I have attached all necessary information in **Statitics assignment in word**.

Due date : 2nd April 2022

Reference: APA style

Word count: 700-1000 words

I have attached others student work that was provided by lecturer. I have also attcahed an assigned variable. My student id ends with 7. So please refer to the topic from the variable assigned.

Please let me know if you need any information for this assignment also also a quote for the assignment.

Statistics Assignment

The purpose of this assignment is to give you an opportunity to demonstrate your skills in describing and analysing data using concepts and tools that we have developed in the course so far.

Below are instructions on how to collect a specified set of data and what to do with it. Your goal is to produce a report in MS Word discussing the data and submit this along with a single MS Excel workbook showing your workings. A suggested target range for the word count of the report is 700-1000 words.

I have prepared and attached an example Excel workbook which I will refer to below. Note: my Excel workbook is not a model answer. You may choose to use different visualisations and do not necessarily need all the computed statisitcs and charts I have included. It really depends on the features of the data you have, so you need to use your own judgement as to how to best present and describe the data. Besides, the primary output for this assignment is the report itself, not the workbook.

**Data collection**

Collect quantitative data on two variables from the Sustainable Development Report 2021 website.

· Go to

__https://dashboards.sdgindex.org/__

and browse around the site to become familiar with its purpose and the information publicly available there.

· Go to the “Downloads” page and click on “Database EXCEL” to download the database of indicators used to assess countries’ progress towards the UN Sustainable Development Goals.
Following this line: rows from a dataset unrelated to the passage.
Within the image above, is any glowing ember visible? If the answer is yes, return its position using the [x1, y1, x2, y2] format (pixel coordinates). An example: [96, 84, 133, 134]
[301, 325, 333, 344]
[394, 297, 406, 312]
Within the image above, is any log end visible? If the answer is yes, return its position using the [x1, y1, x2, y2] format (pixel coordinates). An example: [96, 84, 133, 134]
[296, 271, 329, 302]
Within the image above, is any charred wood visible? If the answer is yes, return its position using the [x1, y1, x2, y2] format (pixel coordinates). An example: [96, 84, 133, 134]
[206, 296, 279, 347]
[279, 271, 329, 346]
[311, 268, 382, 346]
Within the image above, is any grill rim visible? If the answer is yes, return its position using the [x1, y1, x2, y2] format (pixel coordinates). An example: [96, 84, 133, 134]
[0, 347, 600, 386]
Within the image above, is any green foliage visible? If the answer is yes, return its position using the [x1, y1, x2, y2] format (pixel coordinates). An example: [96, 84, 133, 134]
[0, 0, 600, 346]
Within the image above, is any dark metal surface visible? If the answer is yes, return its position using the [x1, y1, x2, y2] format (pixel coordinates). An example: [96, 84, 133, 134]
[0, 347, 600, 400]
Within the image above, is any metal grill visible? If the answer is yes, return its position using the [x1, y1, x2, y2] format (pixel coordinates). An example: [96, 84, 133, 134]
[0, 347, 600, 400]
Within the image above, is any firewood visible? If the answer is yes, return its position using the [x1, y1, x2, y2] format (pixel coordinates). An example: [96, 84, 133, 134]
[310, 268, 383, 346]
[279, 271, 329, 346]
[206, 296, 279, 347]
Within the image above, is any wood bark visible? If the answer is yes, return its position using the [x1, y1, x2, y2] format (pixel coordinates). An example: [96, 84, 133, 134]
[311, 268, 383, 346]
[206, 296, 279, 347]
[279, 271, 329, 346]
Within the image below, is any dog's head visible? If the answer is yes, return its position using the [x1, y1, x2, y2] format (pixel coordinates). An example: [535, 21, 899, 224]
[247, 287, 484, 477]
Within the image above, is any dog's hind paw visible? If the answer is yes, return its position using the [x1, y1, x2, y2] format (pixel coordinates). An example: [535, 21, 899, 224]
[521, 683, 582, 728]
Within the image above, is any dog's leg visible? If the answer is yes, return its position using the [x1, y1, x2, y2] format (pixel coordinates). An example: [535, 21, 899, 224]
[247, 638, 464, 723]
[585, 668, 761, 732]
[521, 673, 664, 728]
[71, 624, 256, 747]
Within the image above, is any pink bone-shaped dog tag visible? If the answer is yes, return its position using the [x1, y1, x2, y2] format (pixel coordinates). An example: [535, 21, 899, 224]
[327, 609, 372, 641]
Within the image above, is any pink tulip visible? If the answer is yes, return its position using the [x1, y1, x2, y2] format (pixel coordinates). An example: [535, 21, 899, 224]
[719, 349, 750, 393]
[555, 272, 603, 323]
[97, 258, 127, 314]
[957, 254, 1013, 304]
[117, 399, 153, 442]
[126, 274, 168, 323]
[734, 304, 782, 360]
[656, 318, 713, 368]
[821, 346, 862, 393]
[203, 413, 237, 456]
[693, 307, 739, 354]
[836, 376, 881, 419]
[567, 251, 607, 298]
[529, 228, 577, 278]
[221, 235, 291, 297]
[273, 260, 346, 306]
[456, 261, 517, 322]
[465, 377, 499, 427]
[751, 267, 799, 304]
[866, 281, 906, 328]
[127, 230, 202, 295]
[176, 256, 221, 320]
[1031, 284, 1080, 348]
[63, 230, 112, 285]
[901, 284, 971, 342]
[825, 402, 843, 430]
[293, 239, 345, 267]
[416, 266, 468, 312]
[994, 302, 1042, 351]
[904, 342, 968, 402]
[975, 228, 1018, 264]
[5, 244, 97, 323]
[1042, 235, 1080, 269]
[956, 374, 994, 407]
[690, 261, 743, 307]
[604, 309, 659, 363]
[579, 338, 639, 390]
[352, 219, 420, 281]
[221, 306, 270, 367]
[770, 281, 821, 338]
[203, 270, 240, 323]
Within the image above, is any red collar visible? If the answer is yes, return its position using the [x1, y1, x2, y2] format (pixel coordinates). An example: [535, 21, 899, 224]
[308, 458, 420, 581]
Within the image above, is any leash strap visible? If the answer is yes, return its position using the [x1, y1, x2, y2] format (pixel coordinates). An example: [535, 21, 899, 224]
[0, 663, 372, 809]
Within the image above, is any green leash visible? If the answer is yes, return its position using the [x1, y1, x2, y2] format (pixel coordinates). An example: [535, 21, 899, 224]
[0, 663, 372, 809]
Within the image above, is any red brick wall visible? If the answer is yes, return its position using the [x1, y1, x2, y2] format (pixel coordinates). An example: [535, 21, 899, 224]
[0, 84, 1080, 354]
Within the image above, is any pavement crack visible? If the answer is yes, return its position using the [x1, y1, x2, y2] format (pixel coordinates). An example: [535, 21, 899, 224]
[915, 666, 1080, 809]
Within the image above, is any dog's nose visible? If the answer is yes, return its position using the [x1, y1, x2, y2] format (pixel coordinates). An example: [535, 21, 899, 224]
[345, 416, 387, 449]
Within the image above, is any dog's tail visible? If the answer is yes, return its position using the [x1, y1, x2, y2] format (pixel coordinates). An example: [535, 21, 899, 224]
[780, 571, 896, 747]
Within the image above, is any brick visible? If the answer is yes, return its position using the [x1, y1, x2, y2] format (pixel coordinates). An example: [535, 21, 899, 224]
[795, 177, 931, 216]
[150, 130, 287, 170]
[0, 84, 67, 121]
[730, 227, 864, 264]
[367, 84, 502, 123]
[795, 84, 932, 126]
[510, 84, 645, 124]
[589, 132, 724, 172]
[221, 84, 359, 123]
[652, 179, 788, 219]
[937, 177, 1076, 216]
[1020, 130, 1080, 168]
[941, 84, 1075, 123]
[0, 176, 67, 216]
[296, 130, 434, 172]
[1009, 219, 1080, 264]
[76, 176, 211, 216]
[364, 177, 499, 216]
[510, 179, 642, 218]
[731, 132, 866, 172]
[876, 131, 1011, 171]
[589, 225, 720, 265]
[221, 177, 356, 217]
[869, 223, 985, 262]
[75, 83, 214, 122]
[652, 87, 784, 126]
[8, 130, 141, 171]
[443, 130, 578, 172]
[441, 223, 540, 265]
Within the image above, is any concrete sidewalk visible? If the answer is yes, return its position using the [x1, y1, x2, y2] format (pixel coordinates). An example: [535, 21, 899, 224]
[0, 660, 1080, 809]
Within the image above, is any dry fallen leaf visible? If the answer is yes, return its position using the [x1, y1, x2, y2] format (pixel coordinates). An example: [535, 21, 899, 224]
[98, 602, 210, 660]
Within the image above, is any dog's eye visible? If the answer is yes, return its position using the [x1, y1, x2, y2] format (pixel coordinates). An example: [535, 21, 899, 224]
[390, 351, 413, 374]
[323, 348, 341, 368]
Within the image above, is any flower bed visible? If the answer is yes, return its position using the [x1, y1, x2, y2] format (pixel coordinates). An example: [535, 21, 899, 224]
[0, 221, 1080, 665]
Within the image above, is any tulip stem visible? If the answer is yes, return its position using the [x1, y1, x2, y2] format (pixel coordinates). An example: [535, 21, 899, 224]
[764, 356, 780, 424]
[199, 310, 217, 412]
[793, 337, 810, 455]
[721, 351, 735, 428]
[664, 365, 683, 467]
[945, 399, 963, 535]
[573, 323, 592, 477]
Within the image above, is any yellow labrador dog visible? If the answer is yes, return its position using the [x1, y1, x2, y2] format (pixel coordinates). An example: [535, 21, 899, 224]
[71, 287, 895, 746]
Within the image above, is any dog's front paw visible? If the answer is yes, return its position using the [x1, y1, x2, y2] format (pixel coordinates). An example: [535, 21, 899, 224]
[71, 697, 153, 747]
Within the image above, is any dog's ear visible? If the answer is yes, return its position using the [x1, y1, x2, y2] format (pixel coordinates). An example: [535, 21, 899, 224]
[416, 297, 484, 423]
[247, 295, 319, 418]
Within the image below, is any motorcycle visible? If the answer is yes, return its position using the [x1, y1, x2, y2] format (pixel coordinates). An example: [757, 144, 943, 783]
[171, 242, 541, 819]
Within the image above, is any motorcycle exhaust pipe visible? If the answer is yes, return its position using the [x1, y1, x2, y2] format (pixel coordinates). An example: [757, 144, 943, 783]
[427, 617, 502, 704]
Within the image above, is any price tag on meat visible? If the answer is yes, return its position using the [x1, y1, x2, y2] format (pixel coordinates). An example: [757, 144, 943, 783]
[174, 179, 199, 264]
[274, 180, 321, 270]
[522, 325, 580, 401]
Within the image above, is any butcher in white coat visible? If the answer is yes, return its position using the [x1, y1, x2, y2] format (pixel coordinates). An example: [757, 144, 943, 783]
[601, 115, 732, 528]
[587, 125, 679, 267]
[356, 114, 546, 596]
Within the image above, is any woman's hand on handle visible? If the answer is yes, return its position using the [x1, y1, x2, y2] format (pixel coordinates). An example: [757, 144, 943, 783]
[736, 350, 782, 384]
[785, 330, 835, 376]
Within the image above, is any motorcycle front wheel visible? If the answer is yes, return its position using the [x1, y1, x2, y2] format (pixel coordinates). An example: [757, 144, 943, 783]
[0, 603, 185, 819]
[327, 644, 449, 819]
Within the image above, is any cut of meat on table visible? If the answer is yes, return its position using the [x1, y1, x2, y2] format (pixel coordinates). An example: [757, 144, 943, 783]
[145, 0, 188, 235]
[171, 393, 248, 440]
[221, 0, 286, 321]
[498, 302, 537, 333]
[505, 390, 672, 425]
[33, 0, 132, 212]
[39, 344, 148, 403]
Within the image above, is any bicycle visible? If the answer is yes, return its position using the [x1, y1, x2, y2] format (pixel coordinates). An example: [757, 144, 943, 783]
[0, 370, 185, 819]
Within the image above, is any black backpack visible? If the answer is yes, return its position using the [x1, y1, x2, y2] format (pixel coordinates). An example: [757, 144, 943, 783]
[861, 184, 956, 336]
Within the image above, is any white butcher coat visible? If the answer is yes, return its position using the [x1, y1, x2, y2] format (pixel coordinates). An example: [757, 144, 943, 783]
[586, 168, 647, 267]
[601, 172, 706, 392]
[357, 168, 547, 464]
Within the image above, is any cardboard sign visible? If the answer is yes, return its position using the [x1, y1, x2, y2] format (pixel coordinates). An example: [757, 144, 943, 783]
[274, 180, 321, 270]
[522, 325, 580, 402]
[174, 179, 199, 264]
You will be taking data from the **“SDR2021 Data” sheet** in the workbook. Starting from **column AR** of that sheet, there are columns of cross-country data for the SDG indicators, one row for each country. Note that from **row 195** the data are for regional blocs so these should be __excluded__ from the data you take.

· You have been assigned __two__ variables according to the last digit of your Student ID number. You can find the variables assigned to you in the attached file “Assigned variables.xlsx”. For example, my student ID number (a long long time ago in a galaxy not so far away) ended with 2 so I would be using variables “Poverty headcount ratio at $1.90/day (%)” and “Cereal yield (tonnes per hectare of harvested land)”. I have chosen pairs of variables that may potentially have a statistical relationship. If you wish you are welcome to switch one of the variables with another one from the database that you are interested in investigating and you think is related to the variable you retain.

· **P.S: My student number ends with 7. Therefore, my topics are **

7 |
Corruption Perception Index (worst 0-100 best) |
16 |

Population with access to clean fuels and technology for cooking (%) |
7 |

· **Please refer to Variable Assigned excel sheet for more information.**

· Look up your variables in the Data Explorer on the website or in the report from page 75 (some newer variables are not included on the website yet, it seems). The main thing you want to understand is what a given value of each of your variables means. E.g. I found that the “Poverty headcount ratio at $1.90/day (%)” is the estimated percentage of the population that is living under the poverty threshold of US$1.90 a day.

· Each indicator has a number of associated columns in the Database workbook, **the first column of the set has the data**, the others can be safely ignored. So for the indicators I use in my example Excel workbook, I took **data from columns QZ and GO (and only down to row 194)**. Using Excel’s Find tool is a quick way to find your data. Copy and paste the data you will use into your workbook. You should keep the country names alongside the data so that you can identify which observation is for which country.

Prepare your data.

· Construct __separate__ univariate data sets for analysis. There will probably be many countries where there is no estimate for the indicators you are looking at. **If there is no observation recorded, do not assume the observed value is zero**. In general, missing observations in data rarely mean they should be replaced with zeros. Also consider if it is appropriate to include observations that are recorded as zero. In my example Excel workbook I have retained observations of zero for CO2 emissions because this suggests those countries are not exporting fossil fuels, while blank cells mean there is no observation. It is fine to have blank cells within your data ranges, Excel will usually ignore them (as long as they are truly blank).

· Construct a bivariate (__paired__) data set – i.e. for each country you should have an observation for both variables. You can see in my example Excel workbook how I use some Excel formulas and the Replace tool to blank out cells for countries where there is only an observation for one of the two variables. If you find that the number of countries that you have left in the bivariate data set is low, say less than 30, it might be best to go back to the Database and replace the variable that is causing many countries to be dropped.

· In your report you should note any difficulties with the data preparation and implications of dropping countries from the data sets if such was required.

**An educated guess**

Guess the average value for each variable.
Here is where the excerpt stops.